Lord Richard Kestrel-unforgivably-laughed. ‘Is this the latest fashion?’ he continued. ‘A gown with duck-weed trimmings?’
Deb gave an infuriated snort. Of all the undignified situations in which to be found! It would have to be Lord Richard Kestrel, of all people, who was the last man on earth she wanted to see her at a disadvantage.
‘You are trespassing,’ she said haughtily.
‘I am.’ Richard eyed her with deep amusement. ‘Would you like me to assist you, Mrs Stratton?’
‘No, thank you,’ Deb said, struggling to find her feet on the slippery mud of the pool. ‘I would like you to go away.’
Lord Richard ignored the request and came forward and offered a hand to her anyway. Deb ignored it.
‘Do accept my help,’ he encouraged. ‘It will save you much trouble in the long run.’
Deb gritted her teeth. ‘I would not dream of inconveniencing you.’
‘Please have no scruples about that. As I am here already, you may as well take advantage of me.’ He grasped her flailing hand and pulled hard, dragging her from the grip of the mud. Deb’s ankles came free with a squelching sound and she cannoned into him. They both ended up amongst the bushes, Richard’s body breaking Deb’s fall. She lay still for a moment, completely winded.
‘There was no need to take me quite so literally.’

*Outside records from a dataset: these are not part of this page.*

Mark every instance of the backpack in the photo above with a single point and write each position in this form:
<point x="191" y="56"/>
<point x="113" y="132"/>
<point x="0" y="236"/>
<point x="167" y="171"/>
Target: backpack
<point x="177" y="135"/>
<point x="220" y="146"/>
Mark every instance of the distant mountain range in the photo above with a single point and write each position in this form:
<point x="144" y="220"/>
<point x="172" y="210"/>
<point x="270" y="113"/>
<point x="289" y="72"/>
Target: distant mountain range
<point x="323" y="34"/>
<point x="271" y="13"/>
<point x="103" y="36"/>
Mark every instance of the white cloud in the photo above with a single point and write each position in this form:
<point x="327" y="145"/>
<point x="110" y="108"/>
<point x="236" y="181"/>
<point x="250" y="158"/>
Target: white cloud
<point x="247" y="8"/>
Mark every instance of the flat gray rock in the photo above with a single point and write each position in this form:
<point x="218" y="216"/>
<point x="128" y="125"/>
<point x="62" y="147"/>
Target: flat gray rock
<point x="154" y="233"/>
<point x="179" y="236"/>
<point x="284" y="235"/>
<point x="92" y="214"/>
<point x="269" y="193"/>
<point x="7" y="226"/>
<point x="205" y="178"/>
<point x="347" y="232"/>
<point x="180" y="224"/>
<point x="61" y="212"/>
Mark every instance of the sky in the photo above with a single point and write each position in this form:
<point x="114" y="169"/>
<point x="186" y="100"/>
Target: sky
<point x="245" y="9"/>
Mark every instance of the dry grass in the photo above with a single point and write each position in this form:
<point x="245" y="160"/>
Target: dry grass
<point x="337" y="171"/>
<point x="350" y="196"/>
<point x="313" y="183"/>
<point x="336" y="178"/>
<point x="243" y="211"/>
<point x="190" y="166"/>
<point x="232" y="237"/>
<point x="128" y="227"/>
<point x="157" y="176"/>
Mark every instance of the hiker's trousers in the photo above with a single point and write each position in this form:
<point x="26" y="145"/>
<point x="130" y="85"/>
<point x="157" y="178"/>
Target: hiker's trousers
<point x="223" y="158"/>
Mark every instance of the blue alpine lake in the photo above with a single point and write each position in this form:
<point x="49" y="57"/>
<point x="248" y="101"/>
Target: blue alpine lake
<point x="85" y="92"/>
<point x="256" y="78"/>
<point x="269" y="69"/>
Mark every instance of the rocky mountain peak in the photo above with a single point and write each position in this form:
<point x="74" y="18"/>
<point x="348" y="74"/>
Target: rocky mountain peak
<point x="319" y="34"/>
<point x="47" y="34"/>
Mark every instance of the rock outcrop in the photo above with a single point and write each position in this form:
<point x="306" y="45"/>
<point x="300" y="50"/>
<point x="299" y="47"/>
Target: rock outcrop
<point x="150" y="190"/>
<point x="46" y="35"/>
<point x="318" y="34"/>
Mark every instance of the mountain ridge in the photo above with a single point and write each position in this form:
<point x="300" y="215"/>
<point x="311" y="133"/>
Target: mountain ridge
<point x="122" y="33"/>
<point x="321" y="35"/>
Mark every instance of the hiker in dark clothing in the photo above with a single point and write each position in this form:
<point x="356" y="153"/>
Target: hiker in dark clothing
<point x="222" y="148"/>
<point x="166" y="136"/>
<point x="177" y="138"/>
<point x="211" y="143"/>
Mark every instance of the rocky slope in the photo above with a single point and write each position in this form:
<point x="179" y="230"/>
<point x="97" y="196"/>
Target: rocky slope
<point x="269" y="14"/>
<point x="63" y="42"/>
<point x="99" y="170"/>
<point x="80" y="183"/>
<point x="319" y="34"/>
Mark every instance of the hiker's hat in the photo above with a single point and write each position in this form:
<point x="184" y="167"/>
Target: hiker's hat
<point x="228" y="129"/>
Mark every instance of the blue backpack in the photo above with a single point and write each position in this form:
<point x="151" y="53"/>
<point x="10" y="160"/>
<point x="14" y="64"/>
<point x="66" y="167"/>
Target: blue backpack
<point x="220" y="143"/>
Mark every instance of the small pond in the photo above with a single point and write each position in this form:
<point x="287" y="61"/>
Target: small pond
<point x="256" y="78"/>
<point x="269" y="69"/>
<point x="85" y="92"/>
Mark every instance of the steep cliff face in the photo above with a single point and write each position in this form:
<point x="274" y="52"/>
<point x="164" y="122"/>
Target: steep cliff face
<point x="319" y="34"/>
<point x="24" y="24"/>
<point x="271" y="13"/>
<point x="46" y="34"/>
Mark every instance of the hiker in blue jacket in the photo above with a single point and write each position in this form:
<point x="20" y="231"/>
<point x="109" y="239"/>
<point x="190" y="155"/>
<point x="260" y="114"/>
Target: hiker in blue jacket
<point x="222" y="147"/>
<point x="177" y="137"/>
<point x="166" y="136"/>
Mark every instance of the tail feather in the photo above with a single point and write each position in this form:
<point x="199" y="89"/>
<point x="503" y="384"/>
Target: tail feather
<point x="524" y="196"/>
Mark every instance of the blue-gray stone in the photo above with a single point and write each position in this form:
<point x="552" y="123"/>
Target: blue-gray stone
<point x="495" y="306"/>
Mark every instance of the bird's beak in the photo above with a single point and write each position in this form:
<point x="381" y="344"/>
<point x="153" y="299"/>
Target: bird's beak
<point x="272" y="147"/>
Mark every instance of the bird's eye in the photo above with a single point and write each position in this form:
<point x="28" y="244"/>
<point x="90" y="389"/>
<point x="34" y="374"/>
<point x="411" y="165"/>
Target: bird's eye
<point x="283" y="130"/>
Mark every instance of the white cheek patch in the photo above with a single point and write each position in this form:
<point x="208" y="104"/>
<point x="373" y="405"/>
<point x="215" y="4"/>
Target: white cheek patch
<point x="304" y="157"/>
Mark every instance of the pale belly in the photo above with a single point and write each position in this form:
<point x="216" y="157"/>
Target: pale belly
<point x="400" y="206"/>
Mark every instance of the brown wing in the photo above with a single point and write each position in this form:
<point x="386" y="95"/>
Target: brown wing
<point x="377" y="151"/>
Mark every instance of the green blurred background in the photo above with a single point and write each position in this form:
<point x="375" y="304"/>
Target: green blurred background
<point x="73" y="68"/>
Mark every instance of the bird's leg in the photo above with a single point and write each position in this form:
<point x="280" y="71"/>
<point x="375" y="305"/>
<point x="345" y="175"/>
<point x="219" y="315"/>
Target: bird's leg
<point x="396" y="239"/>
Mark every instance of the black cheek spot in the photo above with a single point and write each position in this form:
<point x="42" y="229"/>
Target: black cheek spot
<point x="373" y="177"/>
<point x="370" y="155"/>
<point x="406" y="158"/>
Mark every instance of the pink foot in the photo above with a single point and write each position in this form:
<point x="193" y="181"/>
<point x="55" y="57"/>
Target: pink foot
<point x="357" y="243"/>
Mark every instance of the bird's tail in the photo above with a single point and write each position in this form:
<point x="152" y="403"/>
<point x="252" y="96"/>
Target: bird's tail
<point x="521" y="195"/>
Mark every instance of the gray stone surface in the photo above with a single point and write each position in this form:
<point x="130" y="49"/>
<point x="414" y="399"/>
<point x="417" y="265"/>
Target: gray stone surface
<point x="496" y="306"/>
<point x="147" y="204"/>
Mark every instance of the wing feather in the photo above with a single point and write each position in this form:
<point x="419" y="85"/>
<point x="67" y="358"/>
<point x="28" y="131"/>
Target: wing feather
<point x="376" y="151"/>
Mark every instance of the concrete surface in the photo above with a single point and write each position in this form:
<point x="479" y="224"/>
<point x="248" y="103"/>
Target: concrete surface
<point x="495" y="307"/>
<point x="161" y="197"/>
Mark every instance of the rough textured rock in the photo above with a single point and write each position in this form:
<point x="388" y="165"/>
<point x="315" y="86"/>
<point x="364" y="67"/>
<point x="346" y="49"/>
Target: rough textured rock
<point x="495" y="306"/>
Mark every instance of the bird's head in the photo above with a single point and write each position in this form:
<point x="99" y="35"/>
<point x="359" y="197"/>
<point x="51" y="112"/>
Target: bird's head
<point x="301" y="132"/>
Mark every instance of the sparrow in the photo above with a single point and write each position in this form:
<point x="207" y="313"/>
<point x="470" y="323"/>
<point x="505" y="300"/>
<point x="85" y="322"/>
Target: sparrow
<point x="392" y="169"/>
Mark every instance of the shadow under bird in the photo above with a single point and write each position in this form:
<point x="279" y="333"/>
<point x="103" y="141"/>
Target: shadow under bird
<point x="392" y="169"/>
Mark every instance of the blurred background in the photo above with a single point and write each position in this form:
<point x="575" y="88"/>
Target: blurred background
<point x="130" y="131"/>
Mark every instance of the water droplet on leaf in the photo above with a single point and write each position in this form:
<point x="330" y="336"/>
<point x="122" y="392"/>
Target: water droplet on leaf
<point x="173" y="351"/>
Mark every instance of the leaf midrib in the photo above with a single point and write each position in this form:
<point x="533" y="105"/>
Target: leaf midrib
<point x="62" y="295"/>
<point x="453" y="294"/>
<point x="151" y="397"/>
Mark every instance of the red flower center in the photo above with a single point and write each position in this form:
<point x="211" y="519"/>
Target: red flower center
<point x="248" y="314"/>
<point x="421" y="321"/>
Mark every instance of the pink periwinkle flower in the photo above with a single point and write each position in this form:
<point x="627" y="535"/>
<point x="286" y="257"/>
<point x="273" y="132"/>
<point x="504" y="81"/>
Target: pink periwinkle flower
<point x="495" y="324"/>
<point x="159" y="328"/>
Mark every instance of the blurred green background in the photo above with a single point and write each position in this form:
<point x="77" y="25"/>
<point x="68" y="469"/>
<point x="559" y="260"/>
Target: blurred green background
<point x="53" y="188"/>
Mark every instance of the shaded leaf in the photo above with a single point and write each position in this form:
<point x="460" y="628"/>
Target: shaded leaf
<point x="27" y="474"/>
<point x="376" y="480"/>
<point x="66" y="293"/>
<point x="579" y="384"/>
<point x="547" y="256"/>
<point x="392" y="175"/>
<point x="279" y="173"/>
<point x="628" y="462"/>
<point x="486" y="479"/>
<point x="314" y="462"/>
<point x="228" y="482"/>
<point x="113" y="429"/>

Deb opened her eyes to look down into Richard’s laughing face. With horror she realised that she was lying on top of him, her breasts squashed against his chest and one of his hands curved around her buttocks. Just as she realised this, she felt Richard’s hand slide with leisurely intimacy over her body and she gave a horrified gasp and rolled off him. Richard sat up.
‘Please do not worry,’ he said, scrupulously polite. ‘Whilst you have a figure that looks most alluring in a dampened gown, the sight-and the smell-of that mud is enough to kill any ardour stone dead.’
‘I am glad that there is something that puts a rein on your rakish habits,’ Deb snapped. She pushed a piece of weed out of her eyes and examined her torn skirts. There was a jagged rip down the left-hand side that was quite irreparable and showed far too much petticoat.
‘What were you doing in there?’ Richard enquired. He seemed genuinely interested. Deb glared. ‘I was trying to free the sluice gate,’ she said. ‘If it comes to that, what are you doing here? As I have pointed out already, you are trespassing.’
Richard lay back in the grass, his hands behind his head. ‘I was riding past when I heard a splash and a shout. I was afraid that someone might have had an accident.’
He turned his head and looked at her. ‘You are not very grateful, Mrs Stratton. I begin to wish that I had left you to your watery fate.’
Deb looked at him and, most unexpectedly, felt an urge to laugh. ‘I am sorry about your clothes,’ she said, her lips twitching as she took in the mud that was beginning to dry on his pristine hunting jacket. ‘I dare say you looked quite nice when you started out. And I am sorry that I interrupted your ride.’
Richard stood up and helped her to her feet.
‘Would you care to make up for it by riding out with me later?’ he asked abruptly. ‘When you have had the opportunity to change into dry clothing, of course.’
Deb hesitated, surprised by a strong urge to accept. She knew that it was madness to consider it, but when had common sense had anything to do with inclination? Yet today she had promised herself would be the beginning of a new, more sensible approach to life in general and Richard Kestrel in particular. She had to extricate herself from this growing attraction before it was too late. She fought a short, sharp battle with herself and shook her head.